Saurabh Indoria

    Saurabh Indoria

    9 months ago
    One of the flow runs encountered this error. Usually the runs succeed and this was an anomaly. Can someone share some details about this error? How can we prevent this from happening and why didn't it retry?
    Pod prefect-job-94453cb1-2sw9q failed.
    	Container 'flow' state: terminated
    		Exit Code:: 139
    		Reason: Error
    Anna Geller

    Anna Geller

    9 months ago
    @Saurabh Indoria looks like your pod crashed for some reason and flow’s heartbeat got lost. It could be that your pod ran out of memory.

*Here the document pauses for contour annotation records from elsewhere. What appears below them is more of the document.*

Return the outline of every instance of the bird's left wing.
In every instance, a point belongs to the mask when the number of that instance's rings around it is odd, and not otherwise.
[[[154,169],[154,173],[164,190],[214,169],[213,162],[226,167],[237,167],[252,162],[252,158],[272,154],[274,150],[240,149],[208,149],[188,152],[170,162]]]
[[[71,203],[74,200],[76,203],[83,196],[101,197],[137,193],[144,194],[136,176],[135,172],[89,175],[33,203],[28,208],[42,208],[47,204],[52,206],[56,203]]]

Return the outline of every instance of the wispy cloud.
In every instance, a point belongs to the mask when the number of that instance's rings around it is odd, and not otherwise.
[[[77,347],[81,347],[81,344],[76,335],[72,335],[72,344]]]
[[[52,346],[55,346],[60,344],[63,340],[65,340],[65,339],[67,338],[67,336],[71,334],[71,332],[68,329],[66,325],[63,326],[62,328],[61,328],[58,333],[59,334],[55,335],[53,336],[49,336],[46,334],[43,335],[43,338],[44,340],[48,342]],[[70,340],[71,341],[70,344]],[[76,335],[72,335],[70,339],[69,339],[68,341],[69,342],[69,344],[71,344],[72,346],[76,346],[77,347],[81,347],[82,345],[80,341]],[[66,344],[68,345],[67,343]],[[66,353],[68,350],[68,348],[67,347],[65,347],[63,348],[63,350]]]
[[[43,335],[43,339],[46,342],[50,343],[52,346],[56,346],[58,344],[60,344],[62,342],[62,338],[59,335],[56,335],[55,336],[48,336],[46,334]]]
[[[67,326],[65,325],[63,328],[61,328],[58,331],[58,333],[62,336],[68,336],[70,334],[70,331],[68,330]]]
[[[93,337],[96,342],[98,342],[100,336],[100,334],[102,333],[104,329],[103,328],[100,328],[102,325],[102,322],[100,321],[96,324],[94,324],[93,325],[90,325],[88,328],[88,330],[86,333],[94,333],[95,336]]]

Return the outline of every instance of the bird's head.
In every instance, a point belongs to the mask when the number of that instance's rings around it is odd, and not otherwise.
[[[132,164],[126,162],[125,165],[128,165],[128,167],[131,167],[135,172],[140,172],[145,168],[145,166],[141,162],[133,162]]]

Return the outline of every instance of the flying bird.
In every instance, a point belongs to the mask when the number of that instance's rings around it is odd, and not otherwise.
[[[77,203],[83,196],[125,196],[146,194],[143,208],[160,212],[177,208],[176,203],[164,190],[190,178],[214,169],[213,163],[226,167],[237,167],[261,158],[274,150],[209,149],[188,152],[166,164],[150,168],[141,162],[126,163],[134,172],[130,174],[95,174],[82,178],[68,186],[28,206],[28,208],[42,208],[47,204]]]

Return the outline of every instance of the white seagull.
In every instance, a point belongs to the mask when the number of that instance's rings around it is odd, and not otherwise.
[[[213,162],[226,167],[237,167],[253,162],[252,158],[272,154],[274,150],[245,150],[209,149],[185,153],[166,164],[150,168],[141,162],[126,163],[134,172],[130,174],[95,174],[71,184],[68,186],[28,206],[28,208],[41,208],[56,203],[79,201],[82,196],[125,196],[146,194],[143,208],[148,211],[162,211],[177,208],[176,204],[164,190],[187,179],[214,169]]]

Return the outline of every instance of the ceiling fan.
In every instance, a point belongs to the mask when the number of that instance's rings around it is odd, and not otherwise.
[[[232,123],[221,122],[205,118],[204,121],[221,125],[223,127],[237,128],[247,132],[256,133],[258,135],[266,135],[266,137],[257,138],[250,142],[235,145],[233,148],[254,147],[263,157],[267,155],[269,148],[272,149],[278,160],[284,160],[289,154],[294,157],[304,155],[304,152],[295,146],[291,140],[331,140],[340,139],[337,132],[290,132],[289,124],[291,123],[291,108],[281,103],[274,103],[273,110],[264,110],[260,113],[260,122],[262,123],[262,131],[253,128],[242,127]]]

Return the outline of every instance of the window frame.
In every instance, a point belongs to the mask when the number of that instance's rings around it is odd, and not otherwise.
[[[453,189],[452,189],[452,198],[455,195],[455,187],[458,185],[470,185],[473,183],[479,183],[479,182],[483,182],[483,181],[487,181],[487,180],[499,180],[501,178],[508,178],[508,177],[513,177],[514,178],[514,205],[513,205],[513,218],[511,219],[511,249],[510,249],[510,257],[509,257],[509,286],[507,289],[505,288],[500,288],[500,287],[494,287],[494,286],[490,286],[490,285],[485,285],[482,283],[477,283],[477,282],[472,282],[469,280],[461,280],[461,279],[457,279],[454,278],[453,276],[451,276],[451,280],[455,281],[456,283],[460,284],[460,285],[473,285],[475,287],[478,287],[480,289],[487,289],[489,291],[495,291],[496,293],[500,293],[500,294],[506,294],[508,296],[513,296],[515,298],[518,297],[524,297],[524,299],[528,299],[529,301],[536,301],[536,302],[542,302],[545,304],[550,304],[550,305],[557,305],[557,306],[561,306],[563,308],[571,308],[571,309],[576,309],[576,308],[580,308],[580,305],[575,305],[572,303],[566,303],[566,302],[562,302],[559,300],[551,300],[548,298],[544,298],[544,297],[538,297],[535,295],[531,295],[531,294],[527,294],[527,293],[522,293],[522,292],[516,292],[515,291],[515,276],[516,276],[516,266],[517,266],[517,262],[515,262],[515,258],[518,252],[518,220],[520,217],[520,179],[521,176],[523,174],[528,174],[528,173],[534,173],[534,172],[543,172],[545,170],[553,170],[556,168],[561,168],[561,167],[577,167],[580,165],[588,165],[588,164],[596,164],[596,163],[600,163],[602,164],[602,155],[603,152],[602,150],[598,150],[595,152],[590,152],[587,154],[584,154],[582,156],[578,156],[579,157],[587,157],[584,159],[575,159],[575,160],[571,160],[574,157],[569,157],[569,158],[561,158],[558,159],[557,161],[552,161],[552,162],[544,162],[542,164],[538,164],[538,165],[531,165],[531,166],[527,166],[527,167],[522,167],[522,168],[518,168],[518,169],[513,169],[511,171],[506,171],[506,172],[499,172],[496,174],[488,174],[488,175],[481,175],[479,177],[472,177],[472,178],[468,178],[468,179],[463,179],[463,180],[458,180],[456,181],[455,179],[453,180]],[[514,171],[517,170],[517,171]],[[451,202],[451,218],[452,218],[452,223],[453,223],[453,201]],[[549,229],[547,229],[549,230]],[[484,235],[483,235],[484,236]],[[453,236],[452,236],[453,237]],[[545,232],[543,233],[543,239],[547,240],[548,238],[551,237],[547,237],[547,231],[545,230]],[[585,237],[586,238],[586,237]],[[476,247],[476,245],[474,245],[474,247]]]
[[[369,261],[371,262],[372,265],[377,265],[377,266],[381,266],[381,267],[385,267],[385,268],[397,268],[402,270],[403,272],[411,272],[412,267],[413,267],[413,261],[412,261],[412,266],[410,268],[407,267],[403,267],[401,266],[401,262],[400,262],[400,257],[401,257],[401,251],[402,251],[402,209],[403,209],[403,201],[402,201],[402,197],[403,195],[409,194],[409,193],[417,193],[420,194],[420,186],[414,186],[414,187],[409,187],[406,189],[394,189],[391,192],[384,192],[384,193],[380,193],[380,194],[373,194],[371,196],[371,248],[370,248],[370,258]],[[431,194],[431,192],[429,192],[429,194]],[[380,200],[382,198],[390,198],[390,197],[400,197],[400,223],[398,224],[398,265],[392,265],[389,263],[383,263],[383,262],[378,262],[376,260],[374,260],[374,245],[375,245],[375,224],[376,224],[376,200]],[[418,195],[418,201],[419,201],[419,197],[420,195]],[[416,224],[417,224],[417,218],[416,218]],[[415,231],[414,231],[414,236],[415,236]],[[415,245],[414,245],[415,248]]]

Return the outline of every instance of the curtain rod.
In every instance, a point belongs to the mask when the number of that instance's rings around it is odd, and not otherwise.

To prevent this from happening and mitigate the issue you can:1. Track and allocate enough CPU and memory resources to your pods 2. You can establish some extra logging on your Kubernetes cluster to be able to track why this pod crashed. 3. You can set the flow’s heartbeat mode to thread if you have some long-running flows:
    from prefect.run_configs import KubernetesRun
    flow.run_config = KubernetesRun(env={"PREFECT__CLOUD__HEARTBEAT_MODE": "thread"})
    Saurabh Indoria

    Saurabh Indoria

    9 months ago
    Thank you for the quick response @Anna Geller 🙌